LABELS CAN BE limiting, but they can also be freeing.

It's worked that way, at least, for Susan Boyle, the Scottish singer whose appearance on "Britain's Got Talent" - five years ago this week - made her an international sensation via YouTube.

Her attempt to overcome crippling stage fright to add live performances to a successful recording career is the subject of "Susan Boyle: Her Secret Struggle," a documentary making its U.S. premiere on Ovation tonight.

Like most fairy tales, Boyle's overnight success had a dark side, and the spotlight trained on her in the days and weeks following her audition caught some erratic behavior and led to reports that the singer had suffered from oxygen deprivation at birth that left her brain-damaged.

Last year, Boyle revealed that she'd learned that the stories she herself had believed weren't true, and that she'd since been diagnosed with Asperger's syndrome, a condition on the autistic spectrum that accounted for her social anxiety.

She may have traded one label for another, but apparently the discovery that she didn't, after all, have a below-average IQ helped Boyle imagine a life that would bring her out of the studio and before live audiences.

The film, which includes an interview with Boyle's psychiatrist, shows her tackling fear a step at a time, starting with learning to sing with live accompaniment rather than a backing track and working up to taking the stage.

For those who thrilled to Boyle's viral performance of "I Dreamed a Dream," her transformation can only add to the inspiration.

"Four years ago we saw her start this journey and now she has arrived," says one fan at Boyle's first solo concert, in Inverness, Scotland. "She is part of every one of us who has been beaten down and beaten down and beaten down, and she's let nobody stop her, and you just have to applaud that."

'Your Inner Fish'

You might want to rethink the menu (and seating) for your next family get-together.

Because PBS wants to introduce you to "the family you never knew you had," and some members may fit around the table more easily than others.
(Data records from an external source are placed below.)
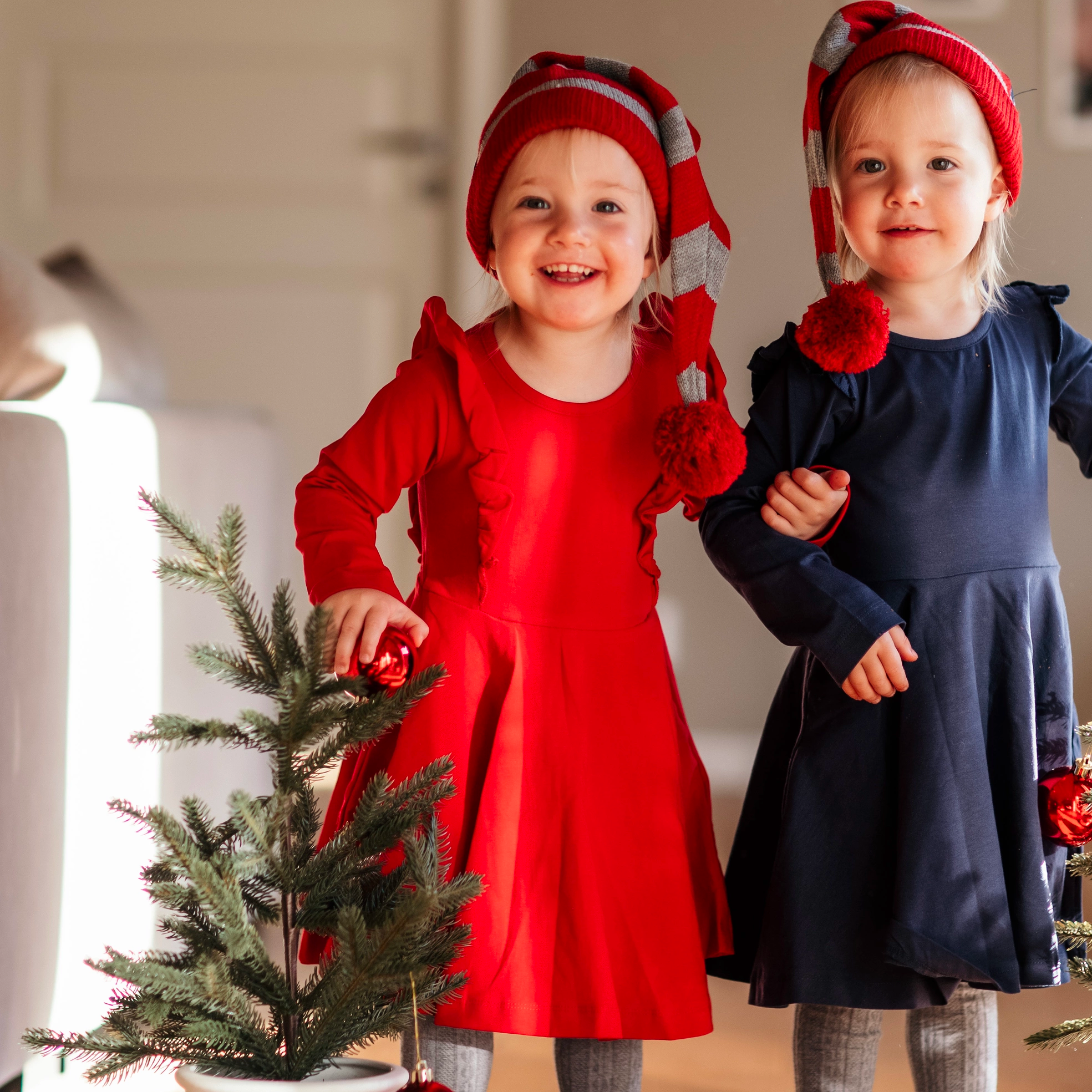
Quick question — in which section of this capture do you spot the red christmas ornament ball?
[1039,761,1092,846]
[796,281,891,374]
[652,401,747,497]
[345,626,413,691]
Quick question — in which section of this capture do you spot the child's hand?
[322,587,428,675]
[842,626,917,705]
[762,466,850,542]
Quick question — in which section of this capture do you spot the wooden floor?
[366,797,1092,1092]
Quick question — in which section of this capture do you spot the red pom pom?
[652,402,747,497]
[796,281,891,374]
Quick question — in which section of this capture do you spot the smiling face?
[833,69,1008,284]
[488,129,656,331]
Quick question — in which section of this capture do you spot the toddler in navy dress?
[701,2,1092,1092]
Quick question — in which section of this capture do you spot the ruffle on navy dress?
[702,283,1092,1008]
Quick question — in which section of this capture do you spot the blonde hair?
[478,129,664,337]
[826,53,1009,311]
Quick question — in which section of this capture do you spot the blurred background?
[0,0,1092,1092]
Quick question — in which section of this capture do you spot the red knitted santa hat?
[796,0,1023,372]
[466,53,747,497]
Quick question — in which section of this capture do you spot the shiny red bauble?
[1039,759,1092,846]
[345,626,413,692]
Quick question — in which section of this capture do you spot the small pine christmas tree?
[1024,724,1092,1050]
[24,492,480,1080]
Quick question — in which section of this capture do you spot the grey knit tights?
[793,983,997,1092]
[402,1020,641,1092]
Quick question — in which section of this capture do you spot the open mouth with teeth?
[542,262,600,284]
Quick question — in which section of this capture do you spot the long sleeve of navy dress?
[701,283,1092,1009]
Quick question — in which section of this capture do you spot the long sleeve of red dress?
[296,358,458,603]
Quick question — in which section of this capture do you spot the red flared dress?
[296,299,732,1039]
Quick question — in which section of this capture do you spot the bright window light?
[0,402,164,1092]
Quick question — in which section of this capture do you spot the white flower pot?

A few may even be on the menu.

(I know. Awkward.)

Science programming doesn't get much more entertaining than PBS' "Your Inner Fish," a three-part exploration of our anatomy's ancient origins that begins tonight.

Host Neil Shubin, the ebullient paleobiologist who wrote the book on which the show's based, is a guy who likes to keep moving, whether he's taking viewers fossil hunting along a Pennsylvania highway or visiting a neighbor whose husband wants him to take a look at the tiny hole near her ear left behind by a finny ancestor.

Trips to the Arctic to look for more fossils give Shubin a chance to share his normal-guy trepidation about the still living, breathing wildlife nearby ("everything white becomes a polar bear") and to show how much out-of-the-lab work goes into a discovery that, when it comes, turns out to be pretty exciting.

Inside the lab, it's not dull, either, as we peer into an egg at a chicken embryo while learning how a gene dubbed "sonic hedgehog" helps our hands to form using the same mechanism that give fish their fins and birds their claws.

Subsequent installments will deal with "Your Inner Reptile" (April 16) and "Your Inner Monkey" (April 23), so you might as well throw a couple of extra leaves in the table now.